再び市場が揺れても日本株の下値は限定的だ

欧州の関心は英国から伊大手銀行にシフト

7月5日の日経平均株価は1万5669円と、7営業日ぶりに反落。前日までに1万5775円まで戻りを強めていたものの、チャートからみた戻りメドとなる1万5746~1万5813円(6月24日)の下げ幅1286円に対する61.8%や3分の2で上値が押さえられていた。

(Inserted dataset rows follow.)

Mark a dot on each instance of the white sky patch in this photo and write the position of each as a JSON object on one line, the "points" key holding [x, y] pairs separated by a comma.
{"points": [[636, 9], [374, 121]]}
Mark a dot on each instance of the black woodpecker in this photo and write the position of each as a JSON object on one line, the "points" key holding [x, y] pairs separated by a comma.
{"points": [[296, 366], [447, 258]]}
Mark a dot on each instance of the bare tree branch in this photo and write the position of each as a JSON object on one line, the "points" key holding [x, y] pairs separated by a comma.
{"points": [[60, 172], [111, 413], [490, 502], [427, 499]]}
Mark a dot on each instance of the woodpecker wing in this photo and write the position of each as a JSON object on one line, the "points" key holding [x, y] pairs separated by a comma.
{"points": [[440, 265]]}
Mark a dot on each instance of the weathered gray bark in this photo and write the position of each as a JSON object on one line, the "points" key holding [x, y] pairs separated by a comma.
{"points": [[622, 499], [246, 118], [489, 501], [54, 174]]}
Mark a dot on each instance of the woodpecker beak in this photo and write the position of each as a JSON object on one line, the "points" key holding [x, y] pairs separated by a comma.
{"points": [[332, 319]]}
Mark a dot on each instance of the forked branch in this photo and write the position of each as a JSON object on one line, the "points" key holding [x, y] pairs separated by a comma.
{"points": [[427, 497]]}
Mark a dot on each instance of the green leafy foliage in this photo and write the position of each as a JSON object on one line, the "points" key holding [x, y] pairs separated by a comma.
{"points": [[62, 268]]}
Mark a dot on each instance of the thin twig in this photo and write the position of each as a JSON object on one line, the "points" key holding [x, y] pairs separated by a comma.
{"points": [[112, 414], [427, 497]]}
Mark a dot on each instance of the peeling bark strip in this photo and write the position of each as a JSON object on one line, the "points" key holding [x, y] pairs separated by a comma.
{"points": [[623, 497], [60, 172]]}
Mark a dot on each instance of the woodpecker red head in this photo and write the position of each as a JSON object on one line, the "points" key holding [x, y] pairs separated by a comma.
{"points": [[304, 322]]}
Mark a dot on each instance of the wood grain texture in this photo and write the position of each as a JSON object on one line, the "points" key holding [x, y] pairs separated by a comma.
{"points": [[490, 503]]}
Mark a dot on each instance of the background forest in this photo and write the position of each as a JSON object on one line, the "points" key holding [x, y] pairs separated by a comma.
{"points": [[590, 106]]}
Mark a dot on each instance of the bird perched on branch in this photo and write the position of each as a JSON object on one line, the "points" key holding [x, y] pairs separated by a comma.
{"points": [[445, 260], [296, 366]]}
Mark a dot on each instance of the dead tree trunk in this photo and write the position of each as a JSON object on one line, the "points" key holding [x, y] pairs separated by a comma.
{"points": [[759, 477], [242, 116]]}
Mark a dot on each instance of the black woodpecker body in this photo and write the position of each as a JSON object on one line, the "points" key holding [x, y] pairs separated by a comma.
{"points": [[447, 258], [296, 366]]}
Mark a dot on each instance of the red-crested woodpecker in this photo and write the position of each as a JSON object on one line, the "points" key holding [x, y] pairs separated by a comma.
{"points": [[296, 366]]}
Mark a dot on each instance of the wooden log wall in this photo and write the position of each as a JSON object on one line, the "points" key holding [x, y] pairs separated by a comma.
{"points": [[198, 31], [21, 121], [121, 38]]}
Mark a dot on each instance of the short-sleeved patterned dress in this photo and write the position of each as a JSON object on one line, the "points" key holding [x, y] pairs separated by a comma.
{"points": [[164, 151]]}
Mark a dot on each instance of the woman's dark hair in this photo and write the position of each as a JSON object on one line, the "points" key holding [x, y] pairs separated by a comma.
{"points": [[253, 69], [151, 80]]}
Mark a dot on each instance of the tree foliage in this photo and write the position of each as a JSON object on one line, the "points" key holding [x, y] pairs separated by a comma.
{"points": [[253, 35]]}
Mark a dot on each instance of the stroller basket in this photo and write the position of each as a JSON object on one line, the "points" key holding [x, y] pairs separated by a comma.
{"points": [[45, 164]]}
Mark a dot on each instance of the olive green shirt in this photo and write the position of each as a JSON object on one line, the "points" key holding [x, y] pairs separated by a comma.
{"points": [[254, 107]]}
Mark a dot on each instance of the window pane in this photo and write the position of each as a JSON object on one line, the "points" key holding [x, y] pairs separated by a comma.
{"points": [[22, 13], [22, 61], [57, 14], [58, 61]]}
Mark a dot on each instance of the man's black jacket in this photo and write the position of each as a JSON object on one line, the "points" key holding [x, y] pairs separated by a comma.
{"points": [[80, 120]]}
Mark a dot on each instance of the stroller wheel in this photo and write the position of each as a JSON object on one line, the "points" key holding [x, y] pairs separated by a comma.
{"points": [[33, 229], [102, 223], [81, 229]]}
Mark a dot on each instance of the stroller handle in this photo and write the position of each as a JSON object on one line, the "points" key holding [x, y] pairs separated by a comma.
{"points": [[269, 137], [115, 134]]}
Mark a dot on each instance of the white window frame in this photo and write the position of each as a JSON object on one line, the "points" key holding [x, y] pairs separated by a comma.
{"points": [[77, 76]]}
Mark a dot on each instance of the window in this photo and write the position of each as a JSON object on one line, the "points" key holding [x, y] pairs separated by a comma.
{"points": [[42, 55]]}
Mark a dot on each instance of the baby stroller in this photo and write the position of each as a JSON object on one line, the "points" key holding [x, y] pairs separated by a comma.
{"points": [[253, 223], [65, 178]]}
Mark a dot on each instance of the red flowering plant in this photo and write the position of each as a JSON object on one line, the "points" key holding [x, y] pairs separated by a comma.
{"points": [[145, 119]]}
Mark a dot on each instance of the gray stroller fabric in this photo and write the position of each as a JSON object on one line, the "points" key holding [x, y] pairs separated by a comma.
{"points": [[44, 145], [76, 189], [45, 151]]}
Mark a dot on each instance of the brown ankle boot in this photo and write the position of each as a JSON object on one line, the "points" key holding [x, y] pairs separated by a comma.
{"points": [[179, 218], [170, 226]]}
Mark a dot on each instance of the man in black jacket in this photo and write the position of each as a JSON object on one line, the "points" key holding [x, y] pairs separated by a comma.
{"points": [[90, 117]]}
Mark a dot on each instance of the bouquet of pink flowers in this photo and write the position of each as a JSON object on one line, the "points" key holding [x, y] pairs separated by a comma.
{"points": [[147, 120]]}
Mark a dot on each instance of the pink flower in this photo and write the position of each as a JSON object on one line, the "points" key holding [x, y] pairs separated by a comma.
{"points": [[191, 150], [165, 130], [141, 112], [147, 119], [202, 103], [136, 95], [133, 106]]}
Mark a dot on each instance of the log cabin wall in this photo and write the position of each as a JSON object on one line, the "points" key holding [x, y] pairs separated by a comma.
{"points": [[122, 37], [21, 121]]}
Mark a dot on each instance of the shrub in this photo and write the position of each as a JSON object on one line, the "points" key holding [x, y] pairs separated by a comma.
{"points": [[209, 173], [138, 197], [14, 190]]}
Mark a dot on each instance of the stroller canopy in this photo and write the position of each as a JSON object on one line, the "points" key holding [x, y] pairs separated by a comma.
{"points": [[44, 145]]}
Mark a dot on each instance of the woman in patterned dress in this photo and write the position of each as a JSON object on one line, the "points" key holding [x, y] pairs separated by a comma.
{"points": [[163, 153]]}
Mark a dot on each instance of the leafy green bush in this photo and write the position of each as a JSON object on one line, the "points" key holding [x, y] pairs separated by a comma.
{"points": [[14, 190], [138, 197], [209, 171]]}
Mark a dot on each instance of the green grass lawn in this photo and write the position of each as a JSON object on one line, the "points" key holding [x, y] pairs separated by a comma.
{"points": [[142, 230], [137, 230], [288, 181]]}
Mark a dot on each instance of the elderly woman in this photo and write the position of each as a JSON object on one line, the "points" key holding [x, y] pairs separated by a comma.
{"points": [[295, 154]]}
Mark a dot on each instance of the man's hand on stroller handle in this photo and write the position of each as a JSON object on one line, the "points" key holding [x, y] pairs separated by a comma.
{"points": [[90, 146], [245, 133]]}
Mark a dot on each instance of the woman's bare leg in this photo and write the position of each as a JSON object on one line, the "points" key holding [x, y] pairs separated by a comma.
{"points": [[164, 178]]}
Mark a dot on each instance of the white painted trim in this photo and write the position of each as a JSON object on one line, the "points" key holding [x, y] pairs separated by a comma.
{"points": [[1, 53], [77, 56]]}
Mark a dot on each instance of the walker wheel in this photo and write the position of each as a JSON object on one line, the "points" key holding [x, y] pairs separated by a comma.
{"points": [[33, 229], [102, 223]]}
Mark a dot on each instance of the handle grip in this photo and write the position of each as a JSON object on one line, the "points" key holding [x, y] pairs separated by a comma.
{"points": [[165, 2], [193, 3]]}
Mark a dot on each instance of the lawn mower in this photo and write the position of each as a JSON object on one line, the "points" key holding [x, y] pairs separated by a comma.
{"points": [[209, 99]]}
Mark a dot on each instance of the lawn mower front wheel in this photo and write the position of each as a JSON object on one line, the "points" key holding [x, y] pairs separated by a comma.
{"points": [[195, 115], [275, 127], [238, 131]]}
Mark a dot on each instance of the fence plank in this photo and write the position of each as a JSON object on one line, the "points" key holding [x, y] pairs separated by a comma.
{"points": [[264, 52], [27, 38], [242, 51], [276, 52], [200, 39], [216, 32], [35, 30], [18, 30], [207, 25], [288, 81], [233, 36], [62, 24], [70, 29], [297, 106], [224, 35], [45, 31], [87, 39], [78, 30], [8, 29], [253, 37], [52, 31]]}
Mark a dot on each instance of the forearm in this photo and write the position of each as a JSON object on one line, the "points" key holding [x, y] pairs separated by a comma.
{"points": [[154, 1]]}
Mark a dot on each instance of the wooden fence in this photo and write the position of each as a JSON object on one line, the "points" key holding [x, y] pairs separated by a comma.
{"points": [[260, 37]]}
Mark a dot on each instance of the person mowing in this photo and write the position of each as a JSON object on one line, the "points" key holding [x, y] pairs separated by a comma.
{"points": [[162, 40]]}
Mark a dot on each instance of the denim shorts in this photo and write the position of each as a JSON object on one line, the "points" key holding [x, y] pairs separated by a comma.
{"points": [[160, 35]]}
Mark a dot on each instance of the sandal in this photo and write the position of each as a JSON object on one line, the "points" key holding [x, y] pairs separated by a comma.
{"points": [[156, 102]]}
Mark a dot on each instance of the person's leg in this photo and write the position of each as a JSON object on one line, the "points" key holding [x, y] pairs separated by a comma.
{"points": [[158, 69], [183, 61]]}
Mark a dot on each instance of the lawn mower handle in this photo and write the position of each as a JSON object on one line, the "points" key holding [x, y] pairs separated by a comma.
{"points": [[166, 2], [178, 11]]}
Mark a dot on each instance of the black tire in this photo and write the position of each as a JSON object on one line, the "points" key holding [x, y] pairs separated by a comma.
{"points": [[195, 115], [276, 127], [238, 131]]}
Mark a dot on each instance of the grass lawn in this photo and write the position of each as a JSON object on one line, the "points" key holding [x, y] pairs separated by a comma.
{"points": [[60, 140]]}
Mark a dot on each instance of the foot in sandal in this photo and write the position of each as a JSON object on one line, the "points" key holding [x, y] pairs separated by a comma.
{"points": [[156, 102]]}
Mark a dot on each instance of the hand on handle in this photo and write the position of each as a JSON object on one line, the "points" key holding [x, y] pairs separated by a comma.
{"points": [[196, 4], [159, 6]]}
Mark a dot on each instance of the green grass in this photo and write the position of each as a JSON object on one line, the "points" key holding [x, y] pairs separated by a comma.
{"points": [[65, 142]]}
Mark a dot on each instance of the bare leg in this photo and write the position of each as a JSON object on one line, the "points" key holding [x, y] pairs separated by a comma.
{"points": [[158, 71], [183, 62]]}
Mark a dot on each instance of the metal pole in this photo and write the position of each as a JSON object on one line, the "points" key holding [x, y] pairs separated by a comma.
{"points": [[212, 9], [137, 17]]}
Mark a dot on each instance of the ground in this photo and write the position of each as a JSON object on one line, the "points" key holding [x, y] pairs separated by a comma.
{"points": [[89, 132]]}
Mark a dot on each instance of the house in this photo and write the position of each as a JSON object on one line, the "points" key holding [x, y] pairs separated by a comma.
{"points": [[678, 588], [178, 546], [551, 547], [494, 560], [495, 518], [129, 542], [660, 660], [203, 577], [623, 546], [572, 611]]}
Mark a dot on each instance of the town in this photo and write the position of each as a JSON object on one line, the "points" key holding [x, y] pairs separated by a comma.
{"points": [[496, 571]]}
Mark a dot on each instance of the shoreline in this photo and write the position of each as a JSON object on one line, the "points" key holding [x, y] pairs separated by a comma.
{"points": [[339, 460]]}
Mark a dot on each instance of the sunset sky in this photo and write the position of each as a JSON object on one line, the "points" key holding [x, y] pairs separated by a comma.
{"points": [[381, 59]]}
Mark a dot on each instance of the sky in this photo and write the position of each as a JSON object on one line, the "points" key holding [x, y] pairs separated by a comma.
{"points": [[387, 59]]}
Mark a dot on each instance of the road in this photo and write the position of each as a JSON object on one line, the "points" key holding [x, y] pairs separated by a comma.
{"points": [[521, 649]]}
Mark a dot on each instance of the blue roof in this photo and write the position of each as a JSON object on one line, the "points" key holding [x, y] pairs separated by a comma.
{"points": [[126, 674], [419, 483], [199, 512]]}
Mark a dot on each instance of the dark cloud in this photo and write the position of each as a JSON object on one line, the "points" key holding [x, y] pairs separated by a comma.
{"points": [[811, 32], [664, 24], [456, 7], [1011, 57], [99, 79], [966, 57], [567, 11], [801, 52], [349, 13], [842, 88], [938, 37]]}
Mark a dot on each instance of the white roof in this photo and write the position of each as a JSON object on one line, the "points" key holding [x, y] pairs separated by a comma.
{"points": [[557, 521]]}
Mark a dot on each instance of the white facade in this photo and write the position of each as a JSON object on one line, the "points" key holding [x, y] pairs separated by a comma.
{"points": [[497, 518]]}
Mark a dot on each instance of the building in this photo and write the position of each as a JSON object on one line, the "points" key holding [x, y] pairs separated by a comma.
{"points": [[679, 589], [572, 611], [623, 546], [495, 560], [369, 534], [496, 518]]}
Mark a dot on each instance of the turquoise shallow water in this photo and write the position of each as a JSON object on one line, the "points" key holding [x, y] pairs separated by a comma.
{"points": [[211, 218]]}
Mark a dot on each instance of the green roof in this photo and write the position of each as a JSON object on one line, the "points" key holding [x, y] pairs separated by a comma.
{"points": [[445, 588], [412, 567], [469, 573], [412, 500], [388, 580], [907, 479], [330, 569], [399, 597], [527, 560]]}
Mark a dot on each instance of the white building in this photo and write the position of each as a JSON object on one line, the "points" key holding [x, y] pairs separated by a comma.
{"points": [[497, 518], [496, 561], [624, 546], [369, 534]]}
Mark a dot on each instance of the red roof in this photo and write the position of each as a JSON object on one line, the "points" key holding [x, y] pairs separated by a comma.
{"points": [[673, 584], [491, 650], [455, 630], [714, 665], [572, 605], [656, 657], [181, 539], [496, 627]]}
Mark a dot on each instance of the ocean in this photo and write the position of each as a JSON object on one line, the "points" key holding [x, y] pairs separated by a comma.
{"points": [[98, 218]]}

また、円高定着→国内企業の収益鈍化懸念→市場参加者の様子見姿勢の流れが、東証1部売買代金1.5兆円台という薄商いに表れている。

8日は米雇用統計が控えている。5月の新規雇用者数(非農業部門)が3.8万人増と失速した。6月は17.5万人増と予想されているだけに注目が集まる。10日、参院選の投開票を参院選で与党が勝利すれば、安倍首相による構造改革進展期待から日本株の見直し買いも想定されよう。

日本株はボックス相場入りか

7月中旬以降には16年4~6月期の国内企業の決算発表も相次ぐ。足元の急激な円高・ドル安から収益の下振れ懸念もくすぶる。ただ、国内企業の2017年3月期の想定為替レートは1ドル=105~110円。仮にドル円が100円前後でとどまれば、2017年3月期経常利益が前期比2ケタ減益に至ることはないだろう。28日~29日には日銀金融政策決定会合が開催される。日銀の展望レポートの公表にあたり追加金融緩和や今秋に政府が打ち出す経済対策への期待感が下支えしそうだ。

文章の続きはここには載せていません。